Using CFD to Model Fluid Flow in Steam Ejector

The typical ejector system consists of two different fluids: steam and
air. The motivating steam enters the ejector through an inlet and
accelerates through a converging-diverging (CD) nozzle. This accelerates
the steam to a velocity of approximately 3300 feet per second, exiting the
nozzle at a Mach speed of approximately 2.2. As the supersonic steam exits
the nozzle it entrains the fluid within the suction chamber, producing a
negative gauge pressure and thereby creating a vacuum. This study
specifically examines how the geometry of a diffuser, when extended into
the suction chamber and disrupting the flow of the entrained air, influences
the resulting suction pressure.

To achieve our objectives, computational fluid dynamics (CFD)
simulations were performed, modeling the steady state, multi-species flow
of steam and air throughout the ejector. The K-Epsilon turbulence model
was applied to solve the Continuity and Navier Stokes equations within a
discretized mesh enabling detailed analysis of the internal fluid domain.
Simulation outputs for velocity, temperature and pressure are compared
against experimental data to validate the accuracy of the simulations.
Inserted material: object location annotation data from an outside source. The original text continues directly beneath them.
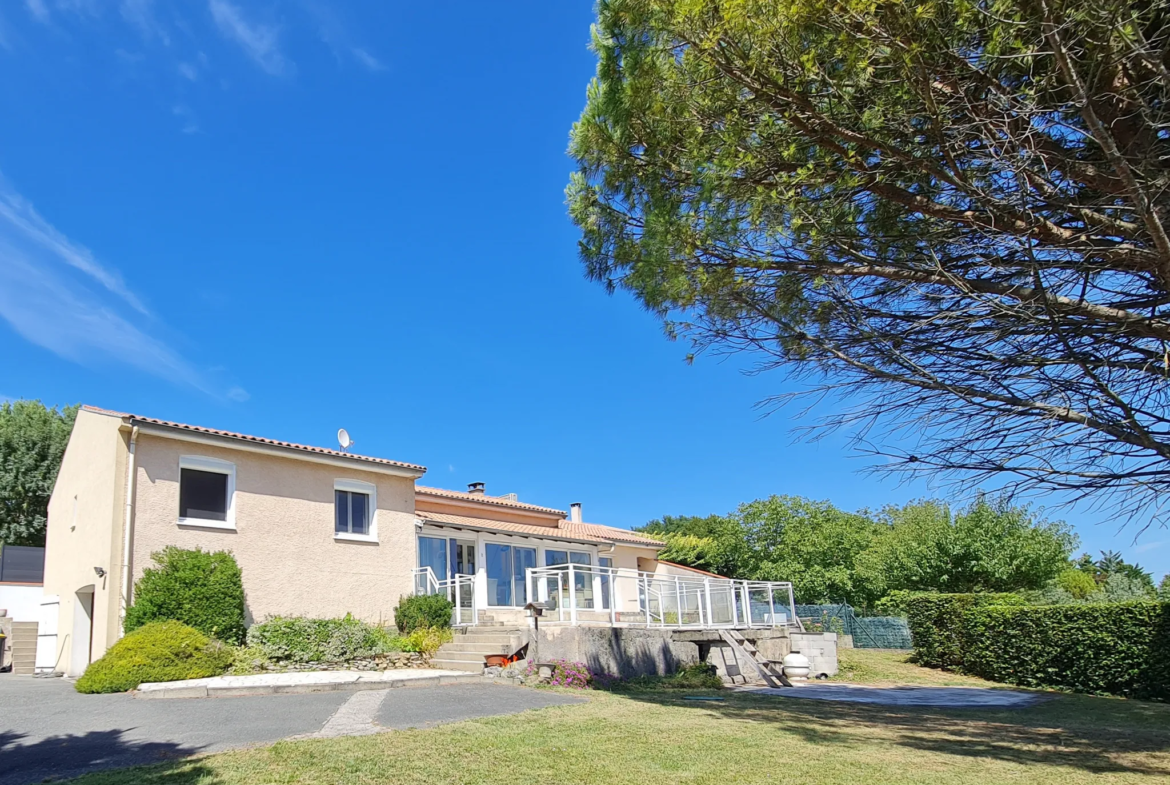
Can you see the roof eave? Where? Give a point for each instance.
(559, 538)
(238, 442)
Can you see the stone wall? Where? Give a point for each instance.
(625, 652)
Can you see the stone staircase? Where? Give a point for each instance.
(470, 645)
(22, 646)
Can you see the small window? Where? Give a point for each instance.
(352, 512)
(202, 495)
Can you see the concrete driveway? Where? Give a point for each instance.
(47, 729)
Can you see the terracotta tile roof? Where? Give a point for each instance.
(508, 527)
(497, 501)
(259, 440)
(566, 530)
(611, 534)
(702, 572)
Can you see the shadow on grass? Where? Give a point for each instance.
(59, 757)
(1096, 735)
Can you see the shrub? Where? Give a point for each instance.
(1120, 649)
(936, 625)
(297, 639)
(200, 589)
(162, 651)
(575, 675)
(426, 640)
(418, 611)
(1078, 583)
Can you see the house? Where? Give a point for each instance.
(322, 532)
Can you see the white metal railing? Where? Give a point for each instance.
(459, 590)
(578, 593)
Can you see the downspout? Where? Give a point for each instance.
(128, 532)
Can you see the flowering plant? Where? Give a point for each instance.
(575, 675)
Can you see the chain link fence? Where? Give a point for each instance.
(867, 632)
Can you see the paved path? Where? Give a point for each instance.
(949, 697)
(47, 729)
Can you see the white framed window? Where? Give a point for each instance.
(355, 510)
(206, 493)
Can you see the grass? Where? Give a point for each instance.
(660, 738)
(888, 667)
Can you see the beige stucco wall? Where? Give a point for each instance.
(84, 531)
(627, 557)
(283, 541)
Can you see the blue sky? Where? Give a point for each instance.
(288, 217)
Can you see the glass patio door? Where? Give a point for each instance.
(583, 579)
(507, 567)
(433, 553)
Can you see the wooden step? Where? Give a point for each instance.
(766, 670)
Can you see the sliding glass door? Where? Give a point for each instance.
(433, 553)
(507, 573)
(583, 579)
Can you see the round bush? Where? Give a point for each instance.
(164, 651)
(197, 587)
(419, 611)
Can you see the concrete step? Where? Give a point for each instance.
(494, 633)
(480, 648)
(461, 656)
(459, 665)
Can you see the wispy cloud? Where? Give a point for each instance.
(261, 42)
(140, 15)
(57, 296)
(18, 217)
(367, 60)
(39, 9)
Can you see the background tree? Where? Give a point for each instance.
(1109, 565)
(989, 546)
(832, 556)
(33, 439)
(812, 544)
(714, 543)
(954, 211)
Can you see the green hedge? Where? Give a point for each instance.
(937, 625)
(422, 611)
(1115, 648)
(1119, 648)
(297, 639)
(200, 589)
(164, 651)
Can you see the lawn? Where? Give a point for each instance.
(885, 667)
(659, 737)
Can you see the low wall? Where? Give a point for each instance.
(820, 648)
(625, 652)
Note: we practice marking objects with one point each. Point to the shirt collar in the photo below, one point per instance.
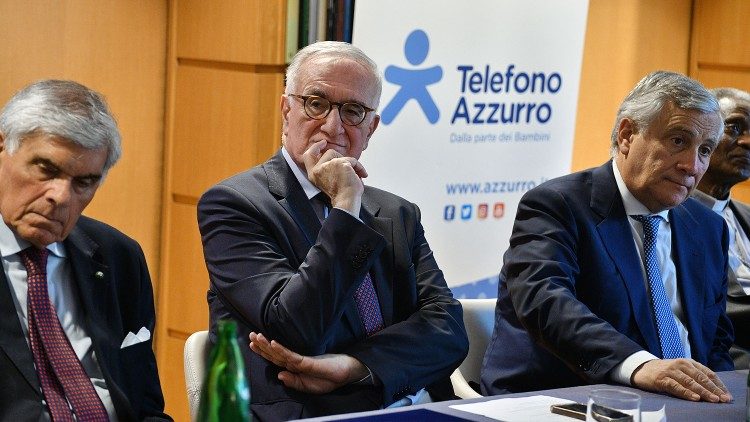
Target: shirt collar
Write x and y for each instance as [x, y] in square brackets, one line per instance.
[11, 244]
[632, 205]
[718, 205]
[307, 186]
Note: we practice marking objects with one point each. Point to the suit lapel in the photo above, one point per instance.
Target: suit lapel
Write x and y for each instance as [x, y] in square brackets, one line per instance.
[284, 186]
[742, 214]
[382, 269]
[13, 341]
[93, 280]
[689, 259]
[617, 237]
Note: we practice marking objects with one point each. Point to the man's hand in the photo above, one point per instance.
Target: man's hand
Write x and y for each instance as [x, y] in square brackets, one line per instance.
[338, 176]
[682, 378]
[315, 375]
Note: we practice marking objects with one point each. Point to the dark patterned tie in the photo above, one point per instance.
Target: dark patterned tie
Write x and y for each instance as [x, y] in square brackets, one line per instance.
[60, 372]
[365, 296]
[669, 337]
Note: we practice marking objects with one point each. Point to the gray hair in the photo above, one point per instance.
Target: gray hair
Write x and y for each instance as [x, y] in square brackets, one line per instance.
[729, 93]
[653, 92]
[336, 50]
[63, 109]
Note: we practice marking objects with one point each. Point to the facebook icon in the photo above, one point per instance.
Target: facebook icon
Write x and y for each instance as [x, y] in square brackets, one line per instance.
[466, 211]
[449, 213]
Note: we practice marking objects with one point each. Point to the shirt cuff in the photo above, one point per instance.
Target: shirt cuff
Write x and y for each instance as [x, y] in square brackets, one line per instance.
[623, 373]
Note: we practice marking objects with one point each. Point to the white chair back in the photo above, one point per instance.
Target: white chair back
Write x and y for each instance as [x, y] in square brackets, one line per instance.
[196, 352]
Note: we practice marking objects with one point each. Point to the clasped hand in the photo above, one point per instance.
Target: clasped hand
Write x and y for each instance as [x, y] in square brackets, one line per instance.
[338, 176]
[683, 378]
[310, 374]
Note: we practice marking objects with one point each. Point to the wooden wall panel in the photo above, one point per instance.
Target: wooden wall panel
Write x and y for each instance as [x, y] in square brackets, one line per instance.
[186, 301]
[173, 378]
[219, 114]
[117, 48]
[240, 31]
[720, 33]
[624, 41]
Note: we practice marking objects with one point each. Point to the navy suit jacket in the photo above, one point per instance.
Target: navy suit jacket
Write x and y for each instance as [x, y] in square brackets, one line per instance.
[276, 270]
[119, 302]
[572, 300]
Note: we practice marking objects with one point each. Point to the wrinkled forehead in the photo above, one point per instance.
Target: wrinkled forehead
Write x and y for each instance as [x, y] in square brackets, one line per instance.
[730, 105]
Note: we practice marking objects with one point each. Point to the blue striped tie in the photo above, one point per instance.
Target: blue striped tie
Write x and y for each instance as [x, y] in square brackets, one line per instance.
[671, 346]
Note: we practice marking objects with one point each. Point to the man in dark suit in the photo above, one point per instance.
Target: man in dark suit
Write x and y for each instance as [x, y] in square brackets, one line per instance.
[340, 293]
[75, 296]
[730, 165]
[578, 304]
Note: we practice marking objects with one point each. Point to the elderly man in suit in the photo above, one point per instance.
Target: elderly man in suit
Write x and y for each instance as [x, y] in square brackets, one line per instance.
[333, 280]
[730, 165]
[76, 300]
[613, 274]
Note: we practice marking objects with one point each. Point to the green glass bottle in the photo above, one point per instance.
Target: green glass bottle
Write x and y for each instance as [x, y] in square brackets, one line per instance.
[225, 396]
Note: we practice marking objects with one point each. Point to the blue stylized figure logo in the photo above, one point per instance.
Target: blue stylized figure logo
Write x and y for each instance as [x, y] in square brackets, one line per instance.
[413, 82]
[449, 213]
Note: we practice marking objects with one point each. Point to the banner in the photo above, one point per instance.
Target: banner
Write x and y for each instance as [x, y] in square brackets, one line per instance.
[478, 106]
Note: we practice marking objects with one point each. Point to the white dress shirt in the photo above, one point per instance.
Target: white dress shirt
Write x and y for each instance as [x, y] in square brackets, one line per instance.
[622, 373]
[64, 297]
[739, 245]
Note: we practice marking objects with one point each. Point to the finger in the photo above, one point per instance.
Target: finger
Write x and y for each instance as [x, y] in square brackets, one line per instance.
[293, 360]
[312, 155]
[359, 168]
[715, 384]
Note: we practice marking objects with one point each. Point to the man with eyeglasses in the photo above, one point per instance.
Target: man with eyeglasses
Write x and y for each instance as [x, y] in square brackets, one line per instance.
[333, 281]
[730, 165]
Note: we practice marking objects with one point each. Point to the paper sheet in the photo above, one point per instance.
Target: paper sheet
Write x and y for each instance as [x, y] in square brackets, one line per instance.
[533, 408]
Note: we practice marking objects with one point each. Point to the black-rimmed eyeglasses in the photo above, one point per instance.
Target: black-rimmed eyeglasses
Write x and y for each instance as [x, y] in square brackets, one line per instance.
[351, 114]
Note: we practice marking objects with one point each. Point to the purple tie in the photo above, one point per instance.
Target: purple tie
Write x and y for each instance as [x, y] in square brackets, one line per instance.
[60, 372]
[368, 306]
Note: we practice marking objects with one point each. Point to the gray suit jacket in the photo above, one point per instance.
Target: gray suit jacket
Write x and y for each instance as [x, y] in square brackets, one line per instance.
[738, 303]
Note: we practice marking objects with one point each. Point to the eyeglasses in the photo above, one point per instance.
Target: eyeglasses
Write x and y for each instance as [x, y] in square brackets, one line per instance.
[351, 114]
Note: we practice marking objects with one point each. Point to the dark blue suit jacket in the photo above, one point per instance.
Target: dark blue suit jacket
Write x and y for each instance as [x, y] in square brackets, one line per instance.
[572, 300]
[276, 270]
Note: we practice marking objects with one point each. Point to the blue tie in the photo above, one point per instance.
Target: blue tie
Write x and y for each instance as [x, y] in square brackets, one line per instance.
[671, 346]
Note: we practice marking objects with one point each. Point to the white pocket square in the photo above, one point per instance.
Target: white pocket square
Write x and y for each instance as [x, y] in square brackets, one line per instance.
[143, 335]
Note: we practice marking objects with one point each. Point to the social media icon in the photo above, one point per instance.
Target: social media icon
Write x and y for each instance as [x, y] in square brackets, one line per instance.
[482, 210]
[465, 211]
[498, 210]
[413, 82]
[449, 213]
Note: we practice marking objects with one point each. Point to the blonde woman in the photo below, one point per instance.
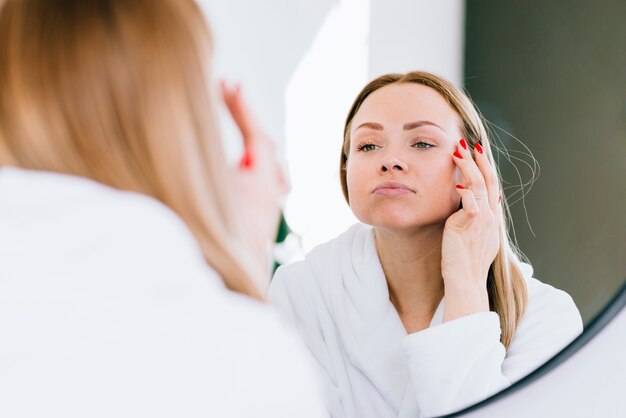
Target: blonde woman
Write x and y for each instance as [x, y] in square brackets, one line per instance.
[424, 307]
[122, 228]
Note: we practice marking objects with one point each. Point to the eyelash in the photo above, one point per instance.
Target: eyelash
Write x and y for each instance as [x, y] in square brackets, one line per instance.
[366, 147]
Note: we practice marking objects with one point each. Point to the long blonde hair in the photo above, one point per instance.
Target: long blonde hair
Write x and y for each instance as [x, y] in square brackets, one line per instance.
[505, 284]
[118, 91]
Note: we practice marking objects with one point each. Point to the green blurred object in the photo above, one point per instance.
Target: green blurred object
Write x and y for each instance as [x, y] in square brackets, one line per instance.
[281, 235]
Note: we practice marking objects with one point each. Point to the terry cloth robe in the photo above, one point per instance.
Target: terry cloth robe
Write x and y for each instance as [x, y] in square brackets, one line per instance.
[108, 309]
[338, 299]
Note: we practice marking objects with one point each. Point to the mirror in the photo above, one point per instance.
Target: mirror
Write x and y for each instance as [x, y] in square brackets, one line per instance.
[548, 76]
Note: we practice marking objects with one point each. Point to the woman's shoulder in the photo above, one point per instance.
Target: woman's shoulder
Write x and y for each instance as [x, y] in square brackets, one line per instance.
[545, 298]
[321, 266]
[551, 316]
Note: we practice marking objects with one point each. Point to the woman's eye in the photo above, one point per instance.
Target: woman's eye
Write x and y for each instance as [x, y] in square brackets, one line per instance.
[367, 147]
[421, 144]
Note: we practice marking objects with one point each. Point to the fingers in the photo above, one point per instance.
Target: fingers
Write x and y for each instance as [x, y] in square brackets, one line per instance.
[233, 99]
[470, 206]
[490, 176]
[480, 174]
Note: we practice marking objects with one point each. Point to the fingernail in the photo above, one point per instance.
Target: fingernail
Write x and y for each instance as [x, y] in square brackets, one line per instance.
[246, 161]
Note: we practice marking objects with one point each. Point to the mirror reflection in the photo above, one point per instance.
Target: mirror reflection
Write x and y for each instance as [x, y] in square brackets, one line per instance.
[549, 82]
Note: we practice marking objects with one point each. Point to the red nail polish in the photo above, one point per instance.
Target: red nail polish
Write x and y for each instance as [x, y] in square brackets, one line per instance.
[246, 161]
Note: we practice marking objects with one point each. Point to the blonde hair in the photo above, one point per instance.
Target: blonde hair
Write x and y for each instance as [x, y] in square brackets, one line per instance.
[118, 91]
[505, 284]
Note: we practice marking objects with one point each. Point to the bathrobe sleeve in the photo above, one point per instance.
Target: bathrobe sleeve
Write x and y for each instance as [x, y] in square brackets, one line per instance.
[460, 362]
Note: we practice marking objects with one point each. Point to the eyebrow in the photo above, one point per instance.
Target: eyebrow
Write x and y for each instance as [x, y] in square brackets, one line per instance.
[407, 126]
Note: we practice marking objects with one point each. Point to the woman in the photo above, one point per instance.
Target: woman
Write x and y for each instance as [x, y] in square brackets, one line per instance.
[425, 307]
[121, 226]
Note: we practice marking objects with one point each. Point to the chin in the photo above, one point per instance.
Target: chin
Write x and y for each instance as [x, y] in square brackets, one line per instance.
[402, 218]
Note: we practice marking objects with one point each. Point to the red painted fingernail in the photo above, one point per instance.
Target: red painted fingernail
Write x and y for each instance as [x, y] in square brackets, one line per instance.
[246, 161]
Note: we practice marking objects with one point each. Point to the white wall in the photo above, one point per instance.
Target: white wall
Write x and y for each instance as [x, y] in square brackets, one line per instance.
[303, 62]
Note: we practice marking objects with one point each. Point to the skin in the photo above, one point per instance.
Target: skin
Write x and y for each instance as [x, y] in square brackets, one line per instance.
[260, 180]
[428, 247]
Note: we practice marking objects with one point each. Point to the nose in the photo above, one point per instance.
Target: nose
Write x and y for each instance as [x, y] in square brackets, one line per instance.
[392, 164]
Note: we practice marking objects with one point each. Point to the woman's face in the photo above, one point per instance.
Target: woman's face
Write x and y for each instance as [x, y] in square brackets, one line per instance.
[400, 172]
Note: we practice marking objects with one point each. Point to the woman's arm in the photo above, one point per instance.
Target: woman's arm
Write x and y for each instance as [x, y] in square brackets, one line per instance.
[462, 361]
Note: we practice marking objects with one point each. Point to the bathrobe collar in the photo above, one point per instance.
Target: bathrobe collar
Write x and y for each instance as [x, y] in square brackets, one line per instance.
[367, 323]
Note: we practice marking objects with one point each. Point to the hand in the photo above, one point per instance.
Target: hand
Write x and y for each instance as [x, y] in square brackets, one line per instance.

This study demonstrates CFD’s capability to model the fluid domain
inside a steam ejector while capturing complex flow dynamics providing
valuable design insights to be used to optimize future ejectors. Creating a
quality mesh with fine detail throughout the geometry without scaling the
number of mesh elements proved to be instrumental in both simulation
accuracy and will be crucial to maintain as future work continues.